If the bill becomes law, it would require any company deemed by the president of the United States to be a “foreign adversary” to divest within 180 days, or be banned from app stores and web hosting services, The Washington Post reported.

TikTok slammed the vote and the process leading up to it in a statement released on social media.

“This process was secret and the bill was jammed through for one reason: it’s a ban,” officials with the ByteDance-owned app said. “We are hopeful that the Senate will consider the facts, listen to their constituents, and realize the impact on the economy, 7 million small businesses, and the 170 million Americans who use our service.”

During debate ahead of Wednesday’s vote, House Speaker Nancy Pelosi, D-Calif., emphasized that the bill “is not a ban on TikTok.”

“I’m a grandmother of teenagers. I understand the entertainment value, the educational value, communication value, the business value for some business on this,” she said. “This is not an attempt to ban TikTok. It’s an attempt to make TikTok better.”

Rep. Marjorie Taylor Greene, R-Ga., spoke against the bill, saying that it would be “opening a Pandora’s box.”

“I believe that this bill can cause future problems,” she said, later adding, “I’m opposed to this bill.”

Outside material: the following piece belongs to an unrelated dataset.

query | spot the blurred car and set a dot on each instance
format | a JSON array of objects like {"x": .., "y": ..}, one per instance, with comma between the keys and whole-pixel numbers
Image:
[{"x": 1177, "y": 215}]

President Joe Biden indicated earlier this week that he would sign the bill passed by the House if it makes it to his desk. White House national security adviser Jake Sullivan said Tuesday that the bill “is about a question of ownership.”

“Do we want TikTok, as a platform, to be owned by an American company or owned by China?” he said. “Do we want the data from TikTok — children’s data, adults’ data ... to be staying here in America or going to China? That is the fundamental question at issue here.”

In 2022, Biden signed into law the Consolidated Appropriations Act which bars federal government employees from using TikTok on agency-owned devices. More than two dozen states have also banned the app from government-issued devices, according to The New York Times.